Monday, May. 06, 1929

Royal Motors

Royal Motors

How long a rich and elderly English couple should keep their motor cars and what sort to buy when replacement becomes necessary are two questions which Their Britannic Majesties answered last week by setting an example. They have used their three personal cars for five years. They took delivery of three more, last week, from the impeccable firm of Hooper, carriage and motor-body builders to Royalty.

The new limousine for Royalty's town use is a Daimler Double-Six in deep red with scarlet hairline trim. The twelve-cylinder engine is of the "Knight," or sleeve-valve type, and the cost of the chassis alone exceeds $9,000. Until last week Their Majesties used a 1924 Daimler of exactly similar color.

The new field limousine for shooting on the moors is a Crossley, each rear wheel fitted with two tires to give double traction in mud.

The third car "for household and servants' use" is a gray Daimler sedan.

All the Royal cars have a duplicate speedometer, visible to the Royal eye. All are washed, polished, greased every night. Fortnightly a representative of Dunlap Rubber Co. (slogan: Dunlap Tires as British as the Flag!) journeys to wherever in Great Britain the Royal cars may be and thoroughly tests the rubber of each tire, scanning minutely for nails, flints, stone-bruises. Thus the undignified spectacle of Majesty waiting for a burst tire to be changed is seldom or never presented to English eyes.

Despite the popularity of Their Majesties--or perhaps because of it--misguided subjects contrive to scratch initials and other devices on the Royal bodies surprisingly often. Policy seems to dictate that the Crown shall not proceed against such petty offenders. Every blemish is patiently and skillfully obliterated (with sandpaper and quick drying varnish) during the night after it is discovered.

George V's preference for Daimlers dates from the purchase of a one-cylinder car of that make by his father, Edward VII. That young iconoclast, Edward of Wales, owns a Rolls-Royce town car, but like his father uses a Crossley in the field. The Sovereign's sister, Queen Maud of Norway, recently gave her son, Crown Prince Olaf, a U. S. Marmon sedan (purchased in London) for a wedding present.

The Emperor of Japan, the Shah of Persia and the kings of Afghanistan, Egypt, Sweden and Spain all own Rolls-Royces, as do most prominent Indian Maharajas. After trying out a fleet of Packards on the awful roads and cobblestoned streets of Jugoslavia, King Alexander has just ordered two more. Tsar Boris of Bulgaria drives a German Mercedes.

Four Chinese soldiers armed with Mauser pistols stand on the running boards and cling by means of hand grips to the Packard sedan of President Chiang Kaishek.

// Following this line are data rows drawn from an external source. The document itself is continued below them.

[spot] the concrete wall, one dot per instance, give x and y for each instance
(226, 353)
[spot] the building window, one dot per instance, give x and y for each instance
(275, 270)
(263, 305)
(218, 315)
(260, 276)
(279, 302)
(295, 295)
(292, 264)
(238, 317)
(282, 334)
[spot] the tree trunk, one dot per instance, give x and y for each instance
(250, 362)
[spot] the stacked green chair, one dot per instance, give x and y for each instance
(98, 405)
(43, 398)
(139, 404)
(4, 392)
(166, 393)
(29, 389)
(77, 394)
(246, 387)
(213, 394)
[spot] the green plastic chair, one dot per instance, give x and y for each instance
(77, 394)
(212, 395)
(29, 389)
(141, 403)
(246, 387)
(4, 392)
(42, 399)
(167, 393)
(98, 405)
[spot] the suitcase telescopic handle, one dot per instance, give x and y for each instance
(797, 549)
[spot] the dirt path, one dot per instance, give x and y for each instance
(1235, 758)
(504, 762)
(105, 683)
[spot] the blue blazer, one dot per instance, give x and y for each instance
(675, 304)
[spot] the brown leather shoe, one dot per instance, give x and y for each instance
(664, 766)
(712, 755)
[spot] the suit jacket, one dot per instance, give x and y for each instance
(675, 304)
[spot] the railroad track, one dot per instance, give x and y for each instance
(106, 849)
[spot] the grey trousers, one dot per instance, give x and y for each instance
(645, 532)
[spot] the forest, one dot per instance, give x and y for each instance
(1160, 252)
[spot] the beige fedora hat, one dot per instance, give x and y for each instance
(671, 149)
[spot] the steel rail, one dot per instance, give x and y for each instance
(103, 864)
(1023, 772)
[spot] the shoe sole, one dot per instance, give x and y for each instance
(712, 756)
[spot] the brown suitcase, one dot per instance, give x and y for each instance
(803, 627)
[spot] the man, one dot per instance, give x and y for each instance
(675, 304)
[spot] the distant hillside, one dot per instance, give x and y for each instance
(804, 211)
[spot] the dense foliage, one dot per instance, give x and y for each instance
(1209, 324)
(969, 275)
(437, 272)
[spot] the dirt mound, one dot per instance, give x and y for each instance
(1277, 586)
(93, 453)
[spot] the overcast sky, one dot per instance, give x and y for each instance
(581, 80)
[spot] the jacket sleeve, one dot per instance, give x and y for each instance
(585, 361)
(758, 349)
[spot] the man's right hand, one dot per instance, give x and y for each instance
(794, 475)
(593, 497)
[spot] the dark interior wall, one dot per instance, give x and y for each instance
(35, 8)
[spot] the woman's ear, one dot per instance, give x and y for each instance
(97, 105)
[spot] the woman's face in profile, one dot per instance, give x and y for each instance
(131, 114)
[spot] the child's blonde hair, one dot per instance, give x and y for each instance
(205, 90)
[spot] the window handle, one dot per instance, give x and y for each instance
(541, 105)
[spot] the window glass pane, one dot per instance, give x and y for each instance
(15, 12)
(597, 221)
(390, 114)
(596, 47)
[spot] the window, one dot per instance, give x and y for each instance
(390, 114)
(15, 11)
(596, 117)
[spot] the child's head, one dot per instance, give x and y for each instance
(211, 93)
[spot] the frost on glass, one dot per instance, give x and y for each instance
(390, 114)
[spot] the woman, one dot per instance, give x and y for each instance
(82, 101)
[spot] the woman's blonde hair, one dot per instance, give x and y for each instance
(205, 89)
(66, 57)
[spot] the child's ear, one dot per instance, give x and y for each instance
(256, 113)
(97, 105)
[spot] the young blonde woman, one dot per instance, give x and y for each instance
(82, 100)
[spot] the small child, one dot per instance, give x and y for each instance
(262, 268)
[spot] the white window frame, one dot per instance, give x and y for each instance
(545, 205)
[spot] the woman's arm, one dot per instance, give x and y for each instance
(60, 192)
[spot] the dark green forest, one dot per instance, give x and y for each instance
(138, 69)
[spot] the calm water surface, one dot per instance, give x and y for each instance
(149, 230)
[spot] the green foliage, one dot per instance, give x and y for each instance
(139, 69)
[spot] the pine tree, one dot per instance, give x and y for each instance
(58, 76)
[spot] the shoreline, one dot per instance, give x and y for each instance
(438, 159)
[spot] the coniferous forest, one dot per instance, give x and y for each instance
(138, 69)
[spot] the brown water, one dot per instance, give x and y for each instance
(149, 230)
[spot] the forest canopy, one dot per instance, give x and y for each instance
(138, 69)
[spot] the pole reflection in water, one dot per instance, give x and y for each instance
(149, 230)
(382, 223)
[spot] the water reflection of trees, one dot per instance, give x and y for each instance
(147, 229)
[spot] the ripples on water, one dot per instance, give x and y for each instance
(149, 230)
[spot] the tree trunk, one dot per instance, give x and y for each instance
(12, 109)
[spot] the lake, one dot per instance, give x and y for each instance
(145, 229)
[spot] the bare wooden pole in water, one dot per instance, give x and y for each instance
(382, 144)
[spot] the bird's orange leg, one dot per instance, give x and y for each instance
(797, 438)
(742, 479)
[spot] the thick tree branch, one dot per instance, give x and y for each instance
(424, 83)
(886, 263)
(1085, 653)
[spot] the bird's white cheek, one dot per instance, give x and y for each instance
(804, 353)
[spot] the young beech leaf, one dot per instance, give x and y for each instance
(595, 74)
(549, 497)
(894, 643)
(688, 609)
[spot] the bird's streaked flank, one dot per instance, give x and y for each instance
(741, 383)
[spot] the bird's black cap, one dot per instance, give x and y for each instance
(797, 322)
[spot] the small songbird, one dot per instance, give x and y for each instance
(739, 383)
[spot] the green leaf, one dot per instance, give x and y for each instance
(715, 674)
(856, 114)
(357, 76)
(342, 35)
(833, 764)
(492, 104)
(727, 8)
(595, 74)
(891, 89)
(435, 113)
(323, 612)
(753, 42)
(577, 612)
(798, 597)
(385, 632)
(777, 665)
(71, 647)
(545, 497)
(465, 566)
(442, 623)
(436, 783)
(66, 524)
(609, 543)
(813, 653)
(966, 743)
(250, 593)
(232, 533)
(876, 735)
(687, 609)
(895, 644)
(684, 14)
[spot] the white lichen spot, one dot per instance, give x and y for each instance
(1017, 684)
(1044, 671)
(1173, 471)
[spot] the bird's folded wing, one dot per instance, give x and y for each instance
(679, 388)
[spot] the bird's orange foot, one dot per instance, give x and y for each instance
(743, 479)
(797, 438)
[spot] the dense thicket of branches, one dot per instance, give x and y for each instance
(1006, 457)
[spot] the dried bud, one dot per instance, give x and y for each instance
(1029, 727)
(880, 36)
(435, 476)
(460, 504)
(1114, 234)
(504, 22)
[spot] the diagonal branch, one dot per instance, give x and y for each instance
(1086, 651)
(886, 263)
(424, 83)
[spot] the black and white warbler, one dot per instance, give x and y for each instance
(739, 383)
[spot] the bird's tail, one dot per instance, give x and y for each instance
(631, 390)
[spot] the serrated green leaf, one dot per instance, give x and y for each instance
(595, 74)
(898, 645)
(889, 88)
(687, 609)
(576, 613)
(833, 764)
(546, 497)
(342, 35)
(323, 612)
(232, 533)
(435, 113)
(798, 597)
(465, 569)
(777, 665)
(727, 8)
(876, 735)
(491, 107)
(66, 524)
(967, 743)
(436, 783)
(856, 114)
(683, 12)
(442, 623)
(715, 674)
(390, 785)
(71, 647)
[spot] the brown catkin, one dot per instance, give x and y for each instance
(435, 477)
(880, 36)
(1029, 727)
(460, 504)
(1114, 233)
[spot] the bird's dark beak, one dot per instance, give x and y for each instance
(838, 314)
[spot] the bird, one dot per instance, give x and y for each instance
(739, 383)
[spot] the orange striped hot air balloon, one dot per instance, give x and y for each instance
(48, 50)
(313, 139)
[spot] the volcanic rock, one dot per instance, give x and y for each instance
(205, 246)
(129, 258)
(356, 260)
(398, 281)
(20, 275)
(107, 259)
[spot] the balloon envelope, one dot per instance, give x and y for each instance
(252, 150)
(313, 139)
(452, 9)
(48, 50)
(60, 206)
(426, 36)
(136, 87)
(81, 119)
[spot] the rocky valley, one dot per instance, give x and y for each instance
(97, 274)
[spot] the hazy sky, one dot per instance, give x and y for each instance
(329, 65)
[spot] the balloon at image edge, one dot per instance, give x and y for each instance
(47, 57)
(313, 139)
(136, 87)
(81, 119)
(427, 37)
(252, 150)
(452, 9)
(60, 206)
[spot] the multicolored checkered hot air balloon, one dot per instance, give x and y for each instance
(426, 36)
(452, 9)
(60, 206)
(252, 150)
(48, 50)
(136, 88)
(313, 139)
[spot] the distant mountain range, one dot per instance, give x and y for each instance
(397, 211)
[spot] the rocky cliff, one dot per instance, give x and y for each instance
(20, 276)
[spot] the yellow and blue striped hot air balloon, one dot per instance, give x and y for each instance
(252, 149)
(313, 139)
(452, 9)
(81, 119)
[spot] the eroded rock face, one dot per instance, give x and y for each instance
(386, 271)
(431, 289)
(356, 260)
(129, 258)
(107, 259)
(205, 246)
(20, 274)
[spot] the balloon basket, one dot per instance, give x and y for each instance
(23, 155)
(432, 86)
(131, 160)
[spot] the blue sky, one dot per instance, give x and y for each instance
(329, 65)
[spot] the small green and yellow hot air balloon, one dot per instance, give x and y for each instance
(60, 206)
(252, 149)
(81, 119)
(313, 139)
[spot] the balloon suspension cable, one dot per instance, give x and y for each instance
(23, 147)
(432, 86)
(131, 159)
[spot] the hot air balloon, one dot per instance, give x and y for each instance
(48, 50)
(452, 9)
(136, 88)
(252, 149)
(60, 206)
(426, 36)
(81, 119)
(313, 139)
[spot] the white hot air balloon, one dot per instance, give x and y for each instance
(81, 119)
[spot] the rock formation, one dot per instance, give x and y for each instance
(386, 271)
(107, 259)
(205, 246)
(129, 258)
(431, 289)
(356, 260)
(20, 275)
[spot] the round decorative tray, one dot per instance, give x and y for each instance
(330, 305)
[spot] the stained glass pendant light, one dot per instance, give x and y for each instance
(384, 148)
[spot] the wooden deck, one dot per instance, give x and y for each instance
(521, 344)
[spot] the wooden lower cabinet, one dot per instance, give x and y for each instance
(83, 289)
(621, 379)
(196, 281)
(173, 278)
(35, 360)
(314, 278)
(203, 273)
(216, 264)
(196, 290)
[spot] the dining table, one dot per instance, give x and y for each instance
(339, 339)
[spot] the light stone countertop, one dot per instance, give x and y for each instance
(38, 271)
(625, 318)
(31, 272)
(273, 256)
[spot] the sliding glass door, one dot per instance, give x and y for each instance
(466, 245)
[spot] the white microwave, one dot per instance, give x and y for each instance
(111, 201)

For good measure two more yellow-guards sit on the trunk rack behind, holding rifles with fixed bayonets.

The enormous, regal Isotta-Fraschini is the car of two kings of tiny stature, Italy's Vittorio Emanuele and Siam's waif Praja Dhipok. In Manhattan the Isotta is sold by a son of potent Prince-Poet Gabriele D'Annunzio. Sumptuous, fur-carpeted is the new Isotta-Fraschini limousine just presented by Italian admirers to Achille Ambrogio Damiano Ratti, Pope Pius XI.

Dowager Queen Marie of Rumania still has the Lincoln which Henry Ford gave her. Patriotic King Albert has a Belgian Minerva but more often rides a motorcycle (TIME, Feb. 21, 1927), and is frequently rebuked by policemen, whom he always commends for doing their duty.

Minervas, among the cheapest cars of highest class, are also used by King Haakon VII of Norway, by the ruling Grand Duchess Charlotte of tiny Luxemburg and by Henry, Prince Consort of the Netherlands. Her Majesty Queen Wilhelmina of the Netherlands has a Cadillac. So has her daughter Crown Princess Juliana. And so have the Emperor of Japan and the King of Spain, in addition to their Rolls-Royces and Mercedeses. It would, in fact, be hard to name any good make of car which has not been owned at one time or another by King Alfonso of Spain and Prince Louis of Monaco.

President Herbert Hoover has a Lincoln for himself, a Packard for Mrs. Hoover, a Cadillac for his guests. In the Central American countries, Fierce-Arrow is now forging ahead as the official car of the presidents of Mexico, Colombia, Venezuela. Cuba. The Imperial Japanese Household has 25 old Fierce-Arrows and ten new. President Gaston Doumergue of France of course has an official Renault, but this great and justly renowned make is now reduced to claiming -- so far as Royalty is concerned -- "Dowager Queen Maria Christina of Spain, ""King Manuel of Portugal," and Britain's "Dowager Queen Alexandra." Some day someone will tell the Renault folk that the two dowagers are dead and that Portugal is a republic.

Signor Benito Mussolini personally drives (nearly always at breakneck speed) a bellowing, jouncing, space-annihilating Alpha Romeo.